基本情報
1 判決日と裁判所
・平成31年2月26日
・東京地裁
2 判決結果
・解雇有効
3 解雇の種類と解雇理由
・懲戒解雇
・着服・横領
横領と懲戒解雇
懲戒解雇が行われる典型的な例の一つとして、会社の金銭を着服横領したことが理由となる場合があります。
横領や着服行為は、それ自体が刑法上の犯罪となりうる行為ですし、雇用関係の基礎となる使用者と労働者との間の信頼関係を直接揺るがす行為です。そのため、金額の大小にかかわらず厳しく評価されるといえます。
もっとも、そうであればこそ、労働者が事実関係を争っている場合には、本当に着服や横領行為があったのかという事実関係の認定が重大な問題となります。また、弁明の機会が与えられたかなど、解雇に至る手続きの適正さも問われることになります。

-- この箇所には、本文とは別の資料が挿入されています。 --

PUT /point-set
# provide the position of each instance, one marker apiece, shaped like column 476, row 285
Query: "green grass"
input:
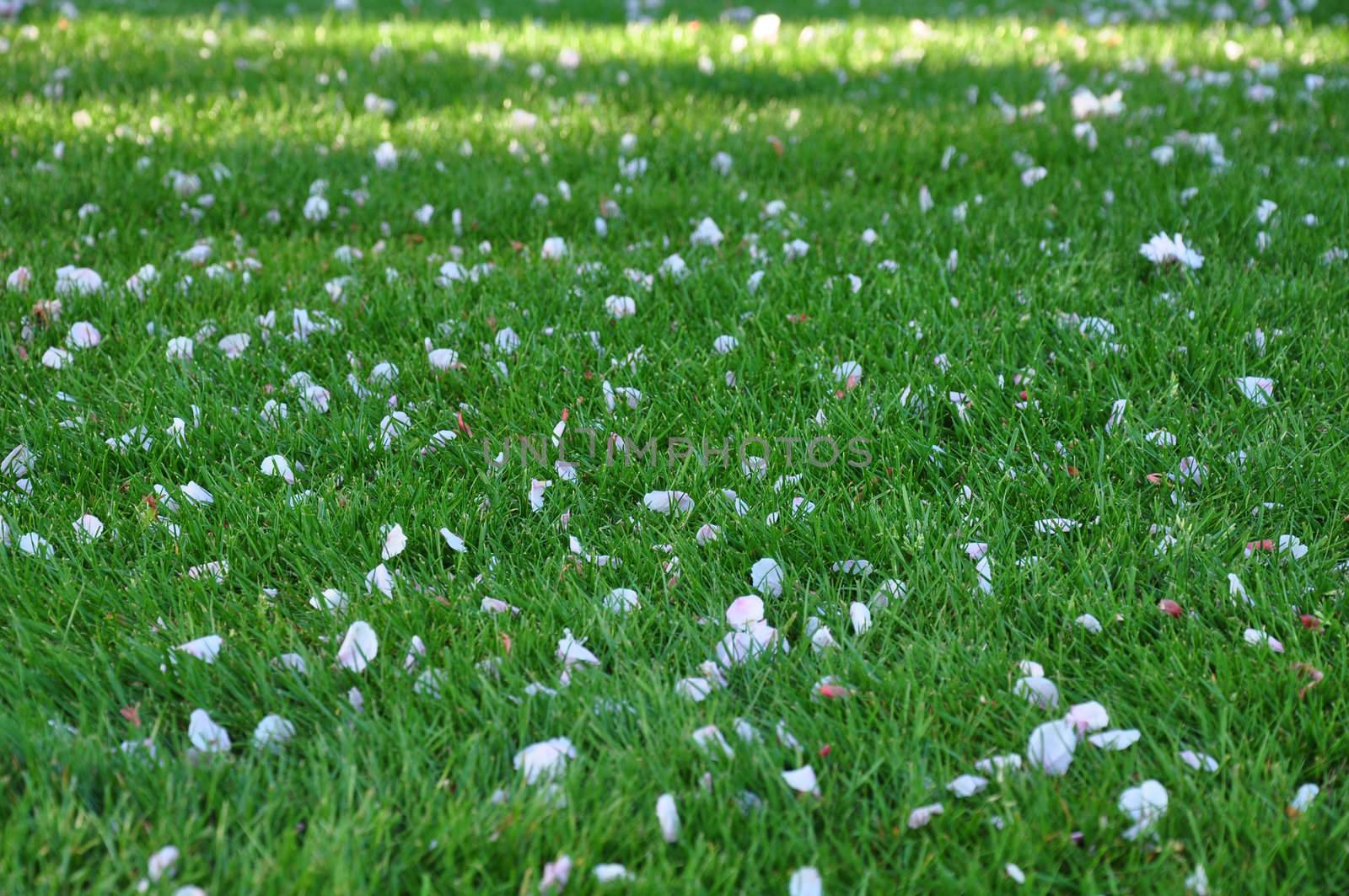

ここでは、化学繊維の製造・加工・売買を行う会社で、長年、秘書室に所属していた労働者に対して行われた懲戒解雇の効力が争われたケースを見ていきます。
問題とされた着服横領行為
懲戒解雇の理由は、長年にわたって、実際には慶弔金として現金を用意するよう指示されておらず、現金を渡したこともなかったのに、それがあったかのように見せかけて、虚偽の支払い証明書などの書類を作成・提出し、最終的に会社から合計850万円を騙し取ったというものです。
これに対して、原告は金銭を騙しとった事実はないとして、事実関係から争いました。
しかし、裁判所は、原告の主張を認めず、原告が社長からの指示もないまま虚偽の支払い証明書を作成し、59回にわたって合計850万円を着服したと認定しました。
懲戒解雇の効力
このような認定をもとに、裁判所は懲戒解雇を有効と判断しました。
着服横領行為の内容に照らせば、それ自体はおそらく異論のないところだとは思いますが、懲戒解雇の効力を判断するにあたり、裁判所は次のように述べています。
会社は、支払証明書等が作成され、その結果本件各支払がされた経緯について、客観的証拠を精査し、弁護士において複数回長時間にわたり必要な事情聴取を行い、関係者からも必要な事情聴取を行った上で、上記事実を認定し懲戒解雇を行っており、被告の事実認定手続きについて、本件懲戒解雇が客観的に合理的な理由を欠き社会通念上相当と認められないというべき理由はない。
労働者が事実関係を争っている場合には、客観的証拠に基づいて、また労働者の言い分や説明も十分に聞いた上で事実を認定していく姿勢が会社には求められます。